Les défenseurs adoptent l'injection de prompt contre les IA hackers

Original : Now, defenders are embracing the prompt injection, too

Pourquoi c'est important

Une avancée concrète pour sécuriser les infrastructures cloud face aux agents IA offensifs.

Tracebit a développé une technique appelée « context bombing » qui exploite les garde-fous des LLM pour stopper les agents IA malveillants. Sur 152 attaques simulées dans AWS, le taux de compromission totale est passé de 36 % à 1 %.

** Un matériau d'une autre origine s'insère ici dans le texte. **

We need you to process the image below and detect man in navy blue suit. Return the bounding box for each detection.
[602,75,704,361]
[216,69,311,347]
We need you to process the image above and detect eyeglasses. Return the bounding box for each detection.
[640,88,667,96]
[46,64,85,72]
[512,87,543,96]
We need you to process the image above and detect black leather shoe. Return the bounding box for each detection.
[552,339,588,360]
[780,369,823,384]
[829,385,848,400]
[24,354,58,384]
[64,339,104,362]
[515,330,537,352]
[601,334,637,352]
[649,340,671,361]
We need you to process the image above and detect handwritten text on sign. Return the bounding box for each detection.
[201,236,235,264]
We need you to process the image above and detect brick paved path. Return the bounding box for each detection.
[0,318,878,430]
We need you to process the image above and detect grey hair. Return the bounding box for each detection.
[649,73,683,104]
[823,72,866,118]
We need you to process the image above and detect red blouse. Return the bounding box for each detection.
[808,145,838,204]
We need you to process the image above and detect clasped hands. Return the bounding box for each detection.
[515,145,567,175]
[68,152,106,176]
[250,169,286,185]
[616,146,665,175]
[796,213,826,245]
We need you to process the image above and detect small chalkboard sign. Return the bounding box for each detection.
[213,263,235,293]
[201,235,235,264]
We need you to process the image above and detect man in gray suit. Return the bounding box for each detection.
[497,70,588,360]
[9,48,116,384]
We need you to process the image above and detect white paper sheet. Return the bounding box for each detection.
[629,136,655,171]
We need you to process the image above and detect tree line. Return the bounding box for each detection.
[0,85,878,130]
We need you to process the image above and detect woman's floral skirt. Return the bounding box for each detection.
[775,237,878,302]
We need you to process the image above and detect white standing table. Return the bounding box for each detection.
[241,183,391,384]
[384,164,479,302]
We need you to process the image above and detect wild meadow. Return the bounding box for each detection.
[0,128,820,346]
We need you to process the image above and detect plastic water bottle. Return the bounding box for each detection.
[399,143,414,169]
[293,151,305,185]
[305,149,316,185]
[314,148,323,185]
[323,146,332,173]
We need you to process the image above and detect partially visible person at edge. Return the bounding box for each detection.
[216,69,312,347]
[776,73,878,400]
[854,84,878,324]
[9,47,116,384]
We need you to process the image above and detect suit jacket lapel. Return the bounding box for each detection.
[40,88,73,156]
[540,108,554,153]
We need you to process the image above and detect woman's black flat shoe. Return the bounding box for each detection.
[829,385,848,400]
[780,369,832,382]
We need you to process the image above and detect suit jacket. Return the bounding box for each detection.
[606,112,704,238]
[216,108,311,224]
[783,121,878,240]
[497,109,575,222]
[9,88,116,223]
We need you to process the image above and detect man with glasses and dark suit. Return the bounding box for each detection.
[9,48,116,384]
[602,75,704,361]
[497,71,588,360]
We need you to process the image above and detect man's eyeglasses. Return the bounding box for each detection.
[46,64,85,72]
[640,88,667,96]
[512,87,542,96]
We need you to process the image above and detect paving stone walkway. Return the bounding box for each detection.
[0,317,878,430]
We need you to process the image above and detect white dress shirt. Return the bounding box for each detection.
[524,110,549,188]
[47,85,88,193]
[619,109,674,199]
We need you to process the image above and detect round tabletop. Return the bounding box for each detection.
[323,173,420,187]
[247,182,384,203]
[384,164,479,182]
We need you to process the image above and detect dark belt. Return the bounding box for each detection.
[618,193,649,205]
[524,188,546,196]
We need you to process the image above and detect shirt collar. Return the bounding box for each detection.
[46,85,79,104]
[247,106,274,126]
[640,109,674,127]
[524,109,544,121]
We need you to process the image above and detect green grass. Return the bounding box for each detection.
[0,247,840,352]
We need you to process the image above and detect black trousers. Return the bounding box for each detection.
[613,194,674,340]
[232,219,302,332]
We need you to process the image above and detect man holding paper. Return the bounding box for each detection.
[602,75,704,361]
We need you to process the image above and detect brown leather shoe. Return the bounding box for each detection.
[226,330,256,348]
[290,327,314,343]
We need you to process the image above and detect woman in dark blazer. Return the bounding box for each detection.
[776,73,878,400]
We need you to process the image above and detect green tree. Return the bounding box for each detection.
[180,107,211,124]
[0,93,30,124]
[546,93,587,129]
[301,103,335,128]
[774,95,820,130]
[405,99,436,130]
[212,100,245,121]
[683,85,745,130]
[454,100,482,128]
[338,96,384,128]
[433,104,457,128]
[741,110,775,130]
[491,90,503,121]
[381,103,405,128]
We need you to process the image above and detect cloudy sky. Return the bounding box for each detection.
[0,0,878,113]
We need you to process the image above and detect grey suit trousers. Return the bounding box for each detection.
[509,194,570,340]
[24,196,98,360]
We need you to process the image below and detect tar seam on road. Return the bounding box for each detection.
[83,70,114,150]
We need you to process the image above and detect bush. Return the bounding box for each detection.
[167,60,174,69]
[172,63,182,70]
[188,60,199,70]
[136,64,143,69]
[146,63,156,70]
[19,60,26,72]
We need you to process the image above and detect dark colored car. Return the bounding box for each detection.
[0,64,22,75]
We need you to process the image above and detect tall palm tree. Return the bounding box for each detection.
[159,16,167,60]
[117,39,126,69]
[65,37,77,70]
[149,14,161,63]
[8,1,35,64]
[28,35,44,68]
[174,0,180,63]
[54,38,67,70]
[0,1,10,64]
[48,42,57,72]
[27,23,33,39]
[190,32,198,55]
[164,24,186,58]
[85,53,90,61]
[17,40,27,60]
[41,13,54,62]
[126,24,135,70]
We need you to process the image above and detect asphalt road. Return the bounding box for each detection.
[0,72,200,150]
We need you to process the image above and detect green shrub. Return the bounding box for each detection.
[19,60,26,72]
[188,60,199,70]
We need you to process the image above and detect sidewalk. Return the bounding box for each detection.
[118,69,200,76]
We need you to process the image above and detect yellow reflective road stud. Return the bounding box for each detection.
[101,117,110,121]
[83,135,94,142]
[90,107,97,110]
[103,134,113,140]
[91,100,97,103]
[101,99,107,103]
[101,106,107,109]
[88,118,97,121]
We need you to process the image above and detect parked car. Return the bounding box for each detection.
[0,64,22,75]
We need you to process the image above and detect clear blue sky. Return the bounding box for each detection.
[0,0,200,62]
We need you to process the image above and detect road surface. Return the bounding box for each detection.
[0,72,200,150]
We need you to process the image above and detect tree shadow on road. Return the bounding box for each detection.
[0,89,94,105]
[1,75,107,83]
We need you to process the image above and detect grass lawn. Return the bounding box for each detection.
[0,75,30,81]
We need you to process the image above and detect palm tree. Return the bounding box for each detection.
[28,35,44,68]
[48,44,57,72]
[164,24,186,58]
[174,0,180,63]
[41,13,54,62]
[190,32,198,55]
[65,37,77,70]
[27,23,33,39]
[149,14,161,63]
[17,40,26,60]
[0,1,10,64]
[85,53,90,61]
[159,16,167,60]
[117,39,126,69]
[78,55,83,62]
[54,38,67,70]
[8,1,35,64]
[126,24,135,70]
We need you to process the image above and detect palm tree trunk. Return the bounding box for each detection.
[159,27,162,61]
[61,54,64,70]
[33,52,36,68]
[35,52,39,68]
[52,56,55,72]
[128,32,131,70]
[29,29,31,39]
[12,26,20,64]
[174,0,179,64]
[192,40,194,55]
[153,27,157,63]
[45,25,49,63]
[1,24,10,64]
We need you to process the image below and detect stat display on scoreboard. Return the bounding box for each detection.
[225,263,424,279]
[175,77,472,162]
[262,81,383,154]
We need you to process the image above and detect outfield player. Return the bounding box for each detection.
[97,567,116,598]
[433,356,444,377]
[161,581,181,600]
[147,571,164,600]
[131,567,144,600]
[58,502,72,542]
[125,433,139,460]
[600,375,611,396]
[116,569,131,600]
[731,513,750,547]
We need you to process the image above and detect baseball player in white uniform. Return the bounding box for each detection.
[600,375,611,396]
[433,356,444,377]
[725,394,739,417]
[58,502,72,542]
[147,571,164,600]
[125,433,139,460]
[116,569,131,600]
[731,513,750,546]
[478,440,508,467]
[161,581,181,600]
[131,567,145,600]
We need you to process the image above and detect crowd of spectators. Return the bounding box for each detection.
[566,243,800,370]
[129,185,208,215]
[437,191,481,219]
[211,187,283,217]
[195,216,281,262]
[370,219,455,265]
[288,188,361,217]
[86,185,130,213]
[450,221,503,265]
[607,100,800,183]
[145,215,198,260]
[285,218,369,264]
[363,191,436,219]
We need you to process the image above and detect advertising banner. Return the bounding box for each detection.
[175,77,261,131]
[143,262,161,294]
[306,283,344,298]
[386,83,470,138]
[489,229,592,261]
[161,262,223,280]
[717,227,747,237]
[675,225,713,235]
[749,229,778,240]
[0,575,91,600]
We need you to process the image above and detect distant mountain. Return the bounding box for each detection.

Des chercheurs de Tracebit ont publié lundi une technique défensive baptisée « context bombing », qui consiste à placer des injections de prompt à côté de secrets stockés sur Amazon Web Services (mots de passe, clés cryptographiques). Lorsqu'un agent IA attaquant accède à ces ressources, il rencontre une commande déclenchant ses mécanismes de refus — par exemple, une demande de synthèse d'Anthrax en aérosol, ou une référence au massacre de Tiananmen pour les LLM chinois. L'agent cesse alors toute action.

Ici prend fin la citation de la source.